Mirabeau, Victor de Riqueti, marquis de, Lettre à Frédéric de Sacconay, Le Bignon, 30 juillet 1780

du bignon le 30 juillet 1780

il faudroit mon bon amy que nous fissions ensemble un marché; je
me chargerois d'écrire toutes vos lettres et vous en revanche suivriés
mes procès. vous les pistés avec une ardeur et une vigilance qui ressemble
a celle de mon gendre pour les affaires, envie de se débarasser; et moy j'ay
besoin de détendre ma tète et je le fais quand j'écris à mes amis.

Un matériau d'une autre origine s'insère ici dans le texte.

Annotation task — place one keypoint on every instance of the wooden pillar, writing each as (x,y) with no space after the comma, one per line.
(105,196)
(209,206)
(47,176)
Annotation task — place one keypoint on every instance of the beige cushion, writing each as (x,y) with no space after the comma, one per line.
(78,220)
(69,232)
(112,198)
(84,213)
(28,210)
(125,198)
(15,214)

a la vérité il ne me reste plus guères d'épines litigieuses, ma femme recoman=
ce, follement si vous voulés, mais recomance enfin son procès en séparation
a l'occasion duquel, un bon gros mémoire imprimé plus étoffé que touts autres
se montre déja soux le manteau; item la question de sa terre parafernale
va etre jugée, non a ma requète, mais parceque je disois seulement; je cède
l'hérédité mais qu'elle paye donc les charges
: item mon forcené de vincennes
se démène a sa manière, et bien apuyé, dans touts les sens; item mon horrible
fille née avec la rage de la turbulence et des fortfaits; à des agents actuels
a paris qui demandent hautement pour elle des commissaires; elle m'adresse
par ce dr courrier une lettre en forme de manifeste fait pour le public
ou elle me forge impunément mes propres lettres, compromet tout ce qui
put avoir quelque trait a elle. elle cite 3 de vos lettres (quoyque sans vous
nommer et vous etes le seul) elle vous fait dire le 24 8bre 1774 ne vous meslés
de votre mère en aucune manière, je connois Mr votre père et votre plus grand
intérest, votre véritable intérest l'exige.
consulté sur un voyage a brie elle
vous fait dire le 17e 9bre mème année vous etes perdue si vous faites cette
démarche votre père ne vous la pardonnera de la vie et il a beaucoup de
crédit.
consulté sur le voyage de lion écrit le 13 jr 1776 les démarches
que vous ferés pour Me votre mere vous rendront votre père irréconciliable

je n'ay qu'une legère foy a ces citations; bien instruit qu'elle ne dit
ny nécrit pas un mot de vray, et je ne vois lâ qu'un trait de manifeste
pour me rendre partie dans sa cause par un endroit auquel on ajoutera
foy, attendu que personne n'est dans mon ame et ne peut scavoir combien
peu d'animadversion jeus jamais et pus avoir contre sa mère malgré touts
ses outrages; mais soit que mon amy et mon contemporain encor nubile
ait écrit ces choses, soit qu'on le a bon escient, soit qu'on les luy prète, ce qui
<1v> est bien plus aparent, attendu que celuy qui me connoit en effet ne peut me
dire ny inpardonnant ny irréconciliable; dans les deux cas dis je, il se gratera
ny plus ny moins la tète, et cest une petite malice que je luy fais pour luy apren=
dre (car on aprend toujours) ce que mon frère aprit d'une mère il y a toujours
38 ans et il s'en est toujours souvenu depuis, a scavoir quil ne faut jamais
prétendre connoitre un enfant, mieux que ne fait son propre père. mais pour=
suivons la revue de mon relicat de procès.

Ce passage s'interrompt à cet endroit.